Selon la FAO, non seulement l'Agriculture Biologique peut-elle nourrir la planète entière mais en plus sans impact sur l'environnement et en limitant considérablement la problématique du réchauffement climatique.
Mercredi 27 juin 2007
La ministre de l’Agriculture, Christine Lagarde, aurait voulu torpiller le Grenelle de l’environnement,
prévu à l’automne prochain qu’elle ne s’y serait pas prise autrement. Comme ses 26 collègues
européens, elle a voté l’établissement d’une nouvelle norme concernant la tolérnce des traces d’OGM
dans… les produits bio, qui pourront en contenir jusqu’à 0,9% […] Même Alain Juppé, ministre de
l’Ecologie, s’est déclaré gêné. Les écologistes, particulièrement les ONG comme Greenpeace, protestent :
« Désormais, on accepte le principe de la dissémination des OGM. »

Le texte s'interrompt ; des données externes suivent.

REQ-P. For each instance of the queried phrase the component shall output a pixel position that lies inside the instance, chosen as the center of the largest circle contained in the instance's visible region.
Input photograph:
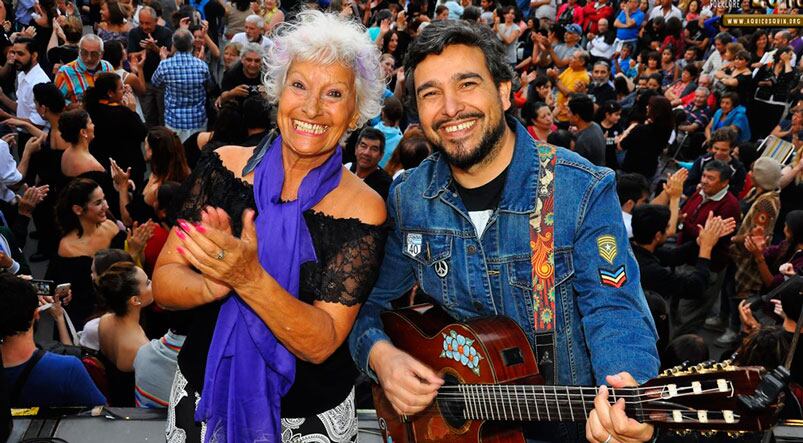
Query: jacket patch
(606, 246)
(615, 279)
(413, 245)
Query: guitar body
(491, 350)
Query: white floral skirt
(338, 424)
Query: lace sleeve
(211, 184)
(349, 275)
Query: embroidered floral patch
(461, 349)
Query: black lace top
(349, 255)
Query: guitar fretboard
(532, 402)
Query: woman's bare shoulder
(234, 157)
(371, 207)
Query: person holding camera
(185, 79)
(37, 378)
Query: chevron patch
(615, 279)
(606, 245)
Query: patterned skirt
(338, 424)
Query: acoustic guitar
(492, 386)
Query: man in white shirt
(29, 73)
(666, 10)
(254, 33)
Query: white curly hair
(327, 38)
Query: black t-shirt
(235, 77)
(484, 198)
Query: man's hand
(714, 229)
(31, 198)
(609, 423)
(409, 385)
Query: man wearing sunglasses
(74, 78)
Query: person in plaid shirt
(184, 78)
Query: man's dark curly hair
(440, 34)
(18, 302)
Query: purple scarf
(247, 369)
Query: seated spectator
(623, 63)
(601, 87)
(659, 264)
(119, 130)
(369, 149)
(392, 113)
(86, 229)
(571, 80)
(590, 141)
(682, 87)
(721, 144)
(75, 77)
(730, 113)
(245, 76)
(126, 291)
(633, 190)
(774, 83)
(37, 378)
(762, 204)
(103, 259)
(254, 33)
(538, 119)
(67, 52)
(609, 117)
(777, 262)
(647, 141)
(412, 150)
(713, 198)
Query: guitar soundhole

Sources : Le Grenelle de l’environnement pollué par les OGM, Marianne N°530, 19 juin 2007, p. 53
Commentaires du Mendiant :
Le 12 juin 2007 sera donc à marquer d’une pierre noire : c’est le jour où le Conseil européen, toujours
prompt à aller à l’encontre du Parlement européen (qui préconisait un encadrement strict des productions
biologiques) a officiellement voté la mort de l’agriculture biologique « traditionnelle »
Comme les autres produits, la bio pourra donc contenir dès 2009, sans aucun avertissement sur les
étiquettes, jusqu’à 0,9% d’OGM. Résultat : les OGM seront pour le coup vraiment partout ! Voir le guide
La bio a toujours prodigieusement emmerdé les industriels : au-delà de produits réputés plus sains,
la bio obéit en effet à un certain nombre de valeurs qui, par contraste, font de l’ombre au business
productiviste. La bio se doit, par exemple, de respecter les hommes, qu’ils soient producteurs,
distributeurs ou consommateurs.
La banalisation du cahier des charges est donc une aubaine pour les industriels. Déjà, la bio n’apparaîtra
plus comme « aussi spéciale que cela » ! Surtout, la nouvelle réglementation permettra de multiplier les
surfaces de culture, notamment dans les pays de l’Est à plus bas coût, sans se soucier d’une possible
contamination. Il sera plus facile et moins coûteux de produire bio et les industriels pourront inonder les
linéaires des hypermarchés de produits bio « premier prix »…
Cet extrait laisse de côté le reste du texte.